The rest of the day felt fairly uneventful, consisting of me dodging Boyce Wynn and purposefully not staring at Melody Dover in class, though she whispered that she’d walk over after school. Hesitant about the whispering and the secrecy – we were project partners, after all – I slid a glance at her boyfriend. He glared from across the room, and Wynn grinned like he knew something I didn’t. Not an expression I wanted to see on him.

 

Just before four o’clock, Melody knocked on my front door.

 

I let her in, tense from the awareness of how she must view the place her boyfriend’s dad called a shack and an eyesore and worse.

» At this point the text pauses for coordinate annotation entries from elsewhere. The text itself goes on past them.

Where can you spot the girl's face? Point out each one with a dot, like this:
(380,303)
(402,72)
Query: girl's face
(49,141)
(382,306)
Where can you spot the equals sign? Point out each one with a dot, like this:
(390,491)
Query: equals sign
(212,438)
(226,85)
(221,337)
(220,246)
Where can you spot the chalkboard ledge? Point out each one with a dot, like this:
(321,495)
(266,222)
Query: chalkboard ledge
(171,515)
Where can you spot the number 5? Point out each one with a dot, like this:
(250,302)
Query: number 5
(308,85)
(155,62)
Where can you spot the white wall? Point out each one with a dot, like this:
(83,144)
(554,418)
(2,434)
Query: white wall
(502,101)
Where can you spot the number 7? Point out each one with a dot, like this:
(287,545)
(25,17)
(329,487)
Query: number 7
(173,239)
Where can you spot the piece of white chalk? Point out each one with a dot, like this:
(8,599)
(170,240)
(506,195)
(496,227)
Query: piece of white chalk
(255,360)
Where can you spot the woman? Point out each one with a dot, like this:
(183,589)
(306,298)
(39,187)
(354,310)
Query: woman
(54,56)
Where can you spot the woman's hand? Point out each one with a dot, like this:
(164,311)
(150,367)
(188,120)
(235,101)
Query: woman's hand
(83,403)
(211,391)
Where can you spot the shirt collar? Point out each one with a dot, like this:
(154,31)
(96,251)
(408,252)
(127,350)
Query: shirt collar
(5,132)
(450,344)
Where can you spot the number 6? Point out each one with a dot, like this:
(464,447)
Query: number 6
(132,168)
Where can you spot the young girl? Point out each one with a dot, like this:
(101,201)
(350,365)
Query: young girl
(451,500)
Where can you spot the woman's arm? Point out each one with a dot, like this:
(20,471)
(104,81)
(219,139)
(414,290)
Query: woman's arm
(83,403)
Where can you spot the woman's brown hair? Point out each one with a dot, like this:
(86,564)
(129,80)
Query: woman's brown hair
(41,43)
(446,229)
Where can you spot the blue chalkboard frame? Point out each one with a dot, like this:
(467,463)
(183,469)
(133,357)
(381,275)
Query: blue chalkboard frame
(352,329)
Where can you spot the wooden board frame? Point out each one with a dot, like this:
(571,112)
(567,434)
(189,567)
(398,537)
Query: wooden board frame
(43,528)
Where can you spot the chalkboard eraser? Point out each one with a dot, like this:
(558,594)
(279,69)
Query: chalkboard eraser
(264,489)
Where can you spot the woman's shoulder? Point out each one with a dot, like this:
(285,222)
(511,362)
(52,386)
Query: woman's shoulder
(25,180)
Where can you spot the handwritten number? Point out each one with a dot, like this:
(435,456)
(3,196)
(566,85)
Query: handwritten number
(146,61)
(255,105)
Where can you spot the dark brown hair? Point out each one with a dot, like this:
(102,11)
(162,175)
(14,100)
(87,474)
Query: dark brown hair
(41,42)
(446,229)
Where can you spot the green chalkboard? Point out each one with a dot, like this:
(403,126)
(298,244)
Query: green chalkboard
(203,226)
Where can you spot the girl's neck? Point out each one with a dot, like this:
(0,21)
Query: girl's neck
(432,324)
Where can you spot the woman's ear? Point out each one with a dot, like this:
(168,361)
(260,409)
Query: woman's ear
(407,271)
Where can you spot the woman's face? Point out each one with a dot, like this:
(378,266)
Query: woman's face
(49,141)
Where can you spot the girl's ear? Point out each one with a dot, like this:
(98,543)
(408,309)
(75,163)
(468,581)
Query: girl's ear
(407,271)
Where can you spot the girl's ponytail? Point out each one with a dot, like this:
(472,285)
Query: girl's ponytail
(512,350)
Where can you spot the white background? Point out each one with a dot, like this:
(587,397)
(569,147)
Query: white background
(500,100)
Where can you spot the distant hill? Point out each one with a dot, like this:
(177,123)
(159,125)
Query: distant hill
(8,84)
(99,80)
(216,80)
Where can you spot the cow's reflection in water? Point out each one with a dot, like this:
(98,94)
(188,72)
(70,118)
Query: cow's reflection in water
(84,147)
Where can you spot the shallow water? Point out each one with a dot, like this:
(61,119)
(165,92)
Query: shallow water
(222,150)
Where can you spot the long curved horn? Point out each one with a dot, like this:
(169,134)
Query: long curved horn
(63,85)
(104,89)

Her parents probably felt the same way. And her friends.

 

I’d spread my project materials out over the kitchen table in hopes she wouldn’t ask about my room – but that plan bombed. ‘So where’s your room?’ she asked, right after I offered her a soda and she followed me to the kitchen to get it. Fuck, I thought, opening the pantry door and bracing myself for ridicule.

 

‘Whoa!’ Her eyes went wide. ‘This is so small! And … cosy …’

 

She hopped on to the edge of my bed, and my heart thudded. Melody Dover is sitting on my bed. Her eyes roved over my textbooks and novels, stacked on the shelves. She turned round to study the opposite wall, half covered in drawings like the ones she’d flipped through a couple of nights before – but better.

 

‘This is the coolest thing ever. It’s like this … artist’s cave.’ She smiled. ‘Can we work in here?’ Without waiting for my answer, she slung her laptop bag over her head and crawled towards the head of the bed.

 

‘Uh, sure …’

 

When Dad and Grandpa came home, we were sitting side by side against a mound of pillows, working on the citations page. They were arguing, as though they’d picked up right where I left them this morning, like a paused movie. My face burned when they each stopped right outside my door and peered in with mirrored expressions of shock. For what felt like eternity, neither said a word.

 

‘Makin’ dinner,’ Grandpa said eventually, turning away. Dad grunted and turned in the opposite direction.

 

Melody’s pale gaze shifted from the empty doorway to me. ‘So your mom …?’

 

I shook my head. ‘She … she died.’

 

‘Oh. That’s terrible. Was it recent? Is that why you moved here?’

 

I nodded, unwilling to elaborate or make eye contact or speak at all. My hands were fists in my lap. Please don’t ask.

 

I almost jumped out of my skin when she laid her hand on my arm, right over the wristbands I was wearing today. Her fingers grazed the top of my hand. ‘I’m sorry.’

 

She was apologizing for the fact that I lost my mother, like everyone did. I couldn’t say, It’s okay. Because it wasn’t, and it never would be.

 

But I couldn’t dwell on the loss of my mother with Melody’s soft hand on mine, her fingernails painted an electric, metallic blue, like a sports car. I couldn’t think of anything but where her hand rested, and its proximity to other, wide-awake parts of me. Angling her fingers, she rasped her nails along the back of my hand and inches away, my body responded, hardening fiercely. I prayed she couldn’t see. I was afraid to move.

 

‘She stayin’ for dinner?’ Grandpa said from the door, and we both jumped, snatching our hands apart. The laptop bounced on her lap.

 

‘Oh, no, thank you. I have to get home soon.’ Her face was as red as mine.